The more than likely explanation is they were using cutting tools such as plasma cutters etc to 'burn through' ie cut up the steel into sections to be removed, and the sparks created set fire to the waste. It probably looks worse than it actually is because other than stud walls and the areas of wooden floor there really is sod all in there to burn.


----------



## Conrad (Feb 5, 2015)

mookster said:


> The more than likely explanation is they were using cutting tools such as plasma cutters etc to 'burn through' ie cut up the steel into sections to be removed, and the sparks created set fire to the waste. It probably looks worse than it actually is because other than stud walls and the areas of wooden floor there really is sod all in there to burn.



Ah, thanks I follow. I hope the contractor isn't feeling too bad, assuming that its a legit accident.


----------



## LittleOz (Feb 6, 2015)

Doh, not the ideal place for the builders to be spinning steel wool.


----------



## Dirus_Strictus (Feb 6, 2015)

UrbanX said:


> Not good...
> Strange so many places seem to catch fire after they get granted permission for new homes.



Actually not strange at all - if fire starts during the conversion work. Major conversion work on buildings of this type always require the cutting of old structural steelwork with oxy-acetylene cutting gear - warm up the metal to red heat and then increase the oxygen flow. The thin strip of molten steel thus produced is blown into the surrounding air in a shower of molten globules of steal.
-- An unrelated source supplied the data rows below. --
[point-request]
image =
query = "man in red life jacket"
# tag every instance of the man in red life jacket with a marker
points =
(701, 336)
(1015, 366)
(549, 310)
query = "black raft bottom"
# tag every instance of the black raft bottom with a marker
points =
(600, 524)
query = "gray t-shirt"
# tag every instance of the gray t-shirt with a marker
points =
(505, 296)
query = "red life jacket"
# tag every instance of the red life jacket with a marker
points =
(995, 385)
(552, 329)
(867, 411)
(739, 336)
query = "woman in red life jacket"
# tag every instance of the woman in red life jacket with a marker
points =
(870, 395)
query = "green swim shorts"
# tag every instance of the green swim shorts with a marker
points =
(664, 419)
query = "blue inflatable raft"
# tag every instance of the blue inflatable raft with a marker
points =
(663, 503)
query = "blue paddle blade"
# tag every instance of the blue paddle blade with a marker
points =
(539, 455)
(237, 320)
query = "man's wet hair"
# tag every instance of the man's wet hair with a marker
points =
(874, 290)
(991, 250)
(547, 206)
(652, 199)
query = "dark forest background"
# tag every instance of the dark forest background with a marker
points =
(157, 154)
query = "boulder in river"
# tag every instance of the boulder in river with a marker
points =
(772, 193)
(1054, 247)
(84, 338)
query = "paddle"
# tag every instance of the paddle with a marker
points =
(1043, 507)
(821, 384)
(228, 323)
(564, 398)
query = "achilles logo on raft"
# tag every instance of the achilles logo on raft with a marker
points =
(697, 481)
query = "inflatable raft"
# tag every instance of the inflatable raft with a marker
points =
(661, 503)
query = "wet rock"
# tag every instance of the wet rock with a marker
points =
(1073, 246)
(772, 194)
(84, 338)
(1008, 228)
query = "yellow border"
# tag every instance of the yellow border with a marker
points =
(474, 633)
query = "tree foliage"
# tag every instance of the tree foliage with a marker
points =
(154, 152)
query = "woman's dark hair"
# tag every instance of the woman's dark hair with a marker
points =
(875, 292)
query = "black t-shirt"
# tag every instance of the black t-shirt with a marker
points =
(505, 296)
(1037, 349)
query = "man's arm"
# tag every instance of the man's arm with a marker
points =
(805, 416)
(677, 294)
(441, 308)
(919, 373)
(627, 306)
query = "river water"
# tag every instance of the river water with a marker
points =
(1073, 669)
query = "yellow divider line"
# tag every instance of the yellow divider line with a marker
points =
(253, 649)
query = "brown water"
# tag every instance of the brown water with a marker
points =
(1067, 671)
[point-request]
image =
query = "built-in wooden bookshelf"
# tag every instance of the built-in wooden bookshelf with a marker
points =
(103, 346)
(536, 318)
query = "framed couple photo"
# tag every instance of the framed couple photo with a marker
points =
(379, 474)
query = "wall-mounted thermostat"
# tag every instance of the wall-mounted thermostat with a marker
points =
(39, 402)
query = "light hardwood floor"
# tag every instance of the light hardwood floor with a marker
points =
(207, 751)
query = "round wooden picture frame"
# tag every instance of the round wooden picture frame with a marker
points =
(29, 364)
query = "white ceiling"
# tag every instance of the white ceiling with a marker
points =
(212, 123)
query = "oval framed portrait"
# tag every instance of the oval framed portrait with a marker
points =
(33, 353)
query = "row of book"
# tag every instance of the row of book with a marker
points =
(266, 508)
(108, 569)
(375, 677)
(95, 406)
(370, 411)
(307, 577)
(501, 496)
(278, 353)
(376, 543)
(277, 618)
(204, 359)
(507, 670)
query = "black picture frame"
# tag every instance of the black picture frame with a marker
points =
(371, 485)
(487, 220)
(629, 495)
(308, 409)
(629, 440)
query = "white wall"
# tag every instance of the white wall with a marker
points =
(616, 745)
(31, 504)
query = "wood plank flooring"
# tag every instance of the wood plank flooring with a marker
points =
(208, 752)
Fires produced in this way are very common - usually dealt with by the cutting team using a water spray, any molten metal that falls into hidden spaces can soon cause a serious conflagration.


----------



## westinghouse (Feb 6, 2015)

I can see this building from my office window, it's not one of about 75 properties I look after in say a 5 mile radius to the north and east of its location. there is however massive investment coming in the area so a new lease of life for the old girl would be good. some fascinating history surrounds the docklands area. houses with cracks wide enough to put your arm into from when the Germans visited.


----------